Roles of histone chaperone Nap1 and histone acetylation in regulating phase-separation of chromatin arrays
Roles of histone chaperone Nap1 and histone acetylation in regulating phase-separation of chromatin arrays
Gao, J.; Li, H.; Tan, S.; Zhou, R.; Lee, T.-H.
AbstractChromatin condensation is dynamically regulated throughout the cell cycle and plays key roles in modulating gene accessibility at the highest physical level in a cell. The DNA-histone dynamics in short- and long-range inter-nucleosomal interactions are central to the regulation mechanisms of chromatin condensation which remain under active investigation. We employed 12-mer nucleosome arrays to investigate the roles of histone chaperone Nap1, and histone H3 and H4 N-terminal tails and their acetylation in regulating the formation and the properties of phase-separated chromatin condensates. These arrays form liquid-like condensate droplets under a physiological salt condition of 150 mM NaCl. According to our results from bright-field microscopy, fluorescence recovery after photobleaching, optical super-resolution imaging, and microrheology with optical tweezers, histone H4 tail lysine residues are the main drivers of liquid-liquid phase separation of chromatin arrays.
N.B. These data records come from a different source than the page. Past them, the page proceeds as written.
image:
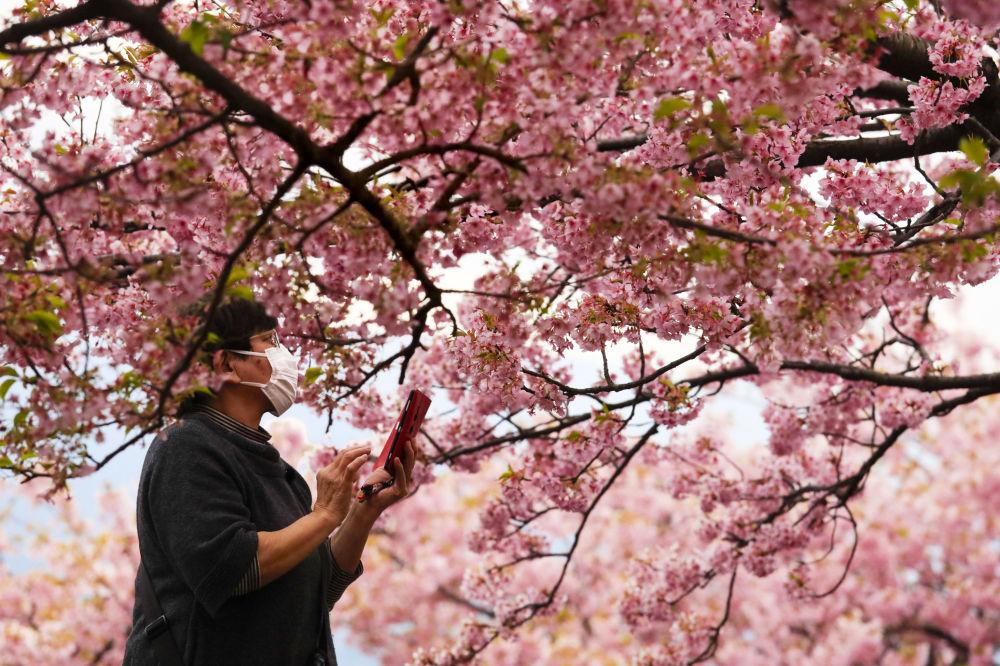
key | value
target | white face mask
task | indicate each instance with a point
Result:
(283, 386)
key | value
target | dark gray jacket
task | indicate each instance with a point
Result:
(204, 492)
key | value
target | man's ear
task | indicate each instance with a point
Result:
(223, 368)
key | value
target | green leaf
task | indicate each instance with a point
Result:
(975, 149)
(242, 291)
(47, 323)
(399, 46)
(668, 106)
(236, 274)
(312, 374)
(772, 111)
(382, 16)
(195, 35)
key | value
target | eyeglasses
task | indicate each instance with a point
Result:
(270, 336)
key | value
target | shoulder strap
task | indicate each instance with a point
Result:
(157, 631)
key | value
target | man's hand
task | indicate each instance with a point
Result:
(402, 466)
(336, 482)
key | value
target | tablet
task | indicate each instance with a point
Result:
(407, 425)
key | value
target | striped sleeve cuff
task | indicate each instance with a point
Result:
(250, 580)
(340, 580)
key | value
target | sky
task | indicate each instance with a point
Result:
(974, 315)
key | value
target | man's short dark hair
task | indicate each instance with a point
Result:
(232, 325)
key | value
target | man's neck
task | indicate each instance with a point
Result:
(238, 407)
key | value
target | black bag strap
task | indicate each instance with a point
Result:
(157, 631)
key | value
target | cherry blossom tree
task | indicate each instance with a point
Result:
(655, 200)
(923, 587)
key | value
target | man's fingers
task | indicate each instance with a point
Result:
(347, 456)
(402, 482)
(355, 465)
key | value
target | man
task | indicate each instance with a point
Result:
(244, 566)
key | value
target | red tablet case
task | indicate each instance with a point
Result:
(406, 428)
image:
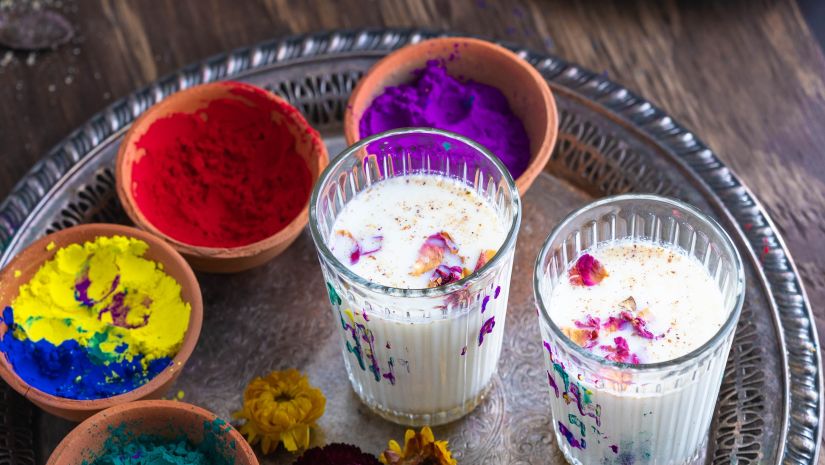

We also found that the condensed liquid-like droplets contain both a mobile fraction and a relatively immobile structural scaffold and that histone chaperone Nap1 and histone H3 tail acetylation facilitate DNA-histone dynamics within the structural scaffold to lower the overall viscosity of the droplets. These results suggest that histone chaperone and histone H3/H4 tails play critical roles in regulating chromatin condensation and gene accessibility in condensed chromatin.